Glasses and amorphous solids in general, are widely used in various fields of life and material science. Amorphous drugs, for instance, usually possess a higher bioavailability than their crystalline polymorphs. Thus, when stored below the glass transition temperature (Tg), a crystallisation would be economically harmful, but occurs occasionally. Otherwise the selective and exclusive crystallisation of specific polymorphs with special properties is difficult to handle due to the effect of metastability. Directing the nucleation process, and with it, further crystallisation below Tg is the key issue to tackle such problems. Furthermore we are interested in understanding how molecular additives influence the crystallisation process of semicrystalline polymers.

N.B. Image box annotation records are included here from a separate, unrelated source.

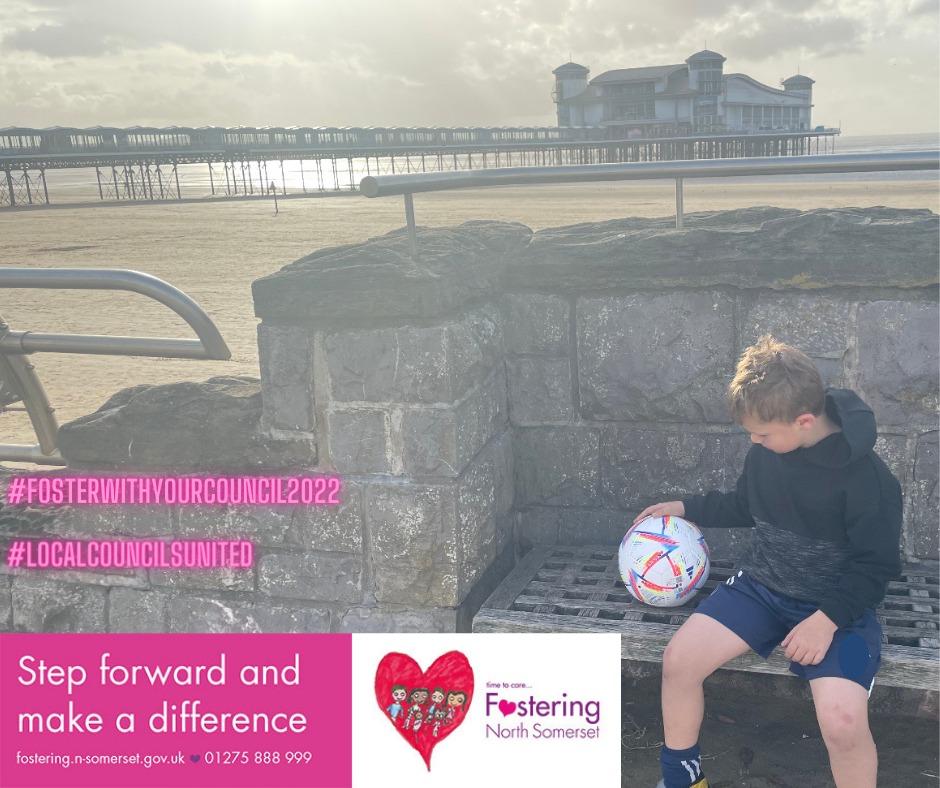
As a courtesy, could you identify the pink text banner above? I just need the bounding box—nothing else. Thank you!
[0,634,352,788]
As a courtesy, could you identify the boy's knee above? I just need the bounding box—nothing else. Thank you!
[816,706,871,750]
[663,638,704,682]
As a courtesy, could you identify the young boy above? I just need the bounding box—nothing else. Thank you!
[636,336,901,788]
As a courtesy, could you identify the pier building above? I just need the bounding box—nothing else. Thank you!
[552,49,814,139]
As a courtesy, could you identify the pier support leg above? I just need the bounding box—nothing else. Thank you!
[6,170,16,208]
[405,194,418,258]
[676,178,685,230]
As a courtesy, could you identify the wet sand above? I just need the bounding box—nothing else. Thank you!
[0,179,940,443]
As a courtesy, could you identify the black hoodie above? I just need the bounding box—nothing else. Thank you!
[683,389,901,627]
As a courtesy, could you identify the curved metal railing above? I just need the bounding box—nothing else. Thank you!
[359,150,940,254]
[0,268,232,465]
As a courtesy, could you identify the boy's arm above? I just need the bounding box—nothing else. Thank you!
[682,452,754,528]
[819,471,902,627]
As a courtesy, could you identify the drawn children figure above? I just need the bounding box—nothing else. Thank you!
[385,684,408,725]
[431,706,447,736]
[405,687,429,731]
[445,690,467,725]
[428,687,444,717]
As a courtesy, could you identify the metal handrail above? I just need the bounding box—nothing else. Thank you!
[359,150,940,254]
[0,268,232,465]
[0,268,232,361]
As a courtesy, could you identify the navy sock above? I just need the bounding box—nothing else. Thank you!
[659,744,702,788]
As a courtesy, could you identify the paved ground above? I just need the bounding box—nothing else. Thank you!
[621,669,940,788]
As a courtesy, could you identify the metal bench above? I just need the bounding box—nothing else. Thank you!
[473,545,940,690]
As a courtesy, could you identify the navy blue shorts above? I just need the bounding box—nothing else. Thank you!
[695,571,881,696]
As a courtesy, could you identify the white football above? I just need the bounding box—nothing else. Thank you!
[618,515,709,607]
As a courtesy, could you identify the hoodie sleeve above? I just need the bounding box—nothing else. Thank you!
[819,466,902,627]
[682,452,754,528]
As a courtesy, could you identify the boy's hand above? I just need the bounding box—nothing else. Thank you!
[633,501,685,525]
[780,610,838,665]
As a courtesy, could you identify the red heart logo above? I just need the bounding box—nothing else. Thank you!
[499,700,516,717]
[375,651,473,771]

Using special kinds of additives, the optical or mechanical properties of the polymer can be enhanced dramatically. The aggregation mechanisms of polymers on the crystalline surface of the additive are still unknown. Nevertheless, they are essential for developing polymers with specific properties. By using selected model compounds we study all these phenomena, namely diffusionless crystal growth in glasses, polymorphism of molecular crystals and interactions of polymers with self-assembled crystalline nucleation agents. For all these systems the crucial part of unravelling the structural properties and dynamical processes of subcritical nuclei is addressed with the powerful approach of combining the synthesis of isotopically enriched materials with classical chemical analytics like X-ray powder diffraction or DSC/DTA as well as ambitious multi-dimensional solid-state NMR techniques. This approach is supported by quantum chemical calculations extracting, for example, anisotropic chemical shift properties needed for simulations of one- and more-dimensional NMR spectra.
Right: Static 13C spin-diffusion spectra of two crystalline compounds with different correlations of the CSA-tensor.
Middle: Numerous red, orange and yellow polymorphs of the organic compound named ROY (molecule on top).
Bottom: X-ray powder pattern of a highly ordered nucleation agent for semicrystalline polymers.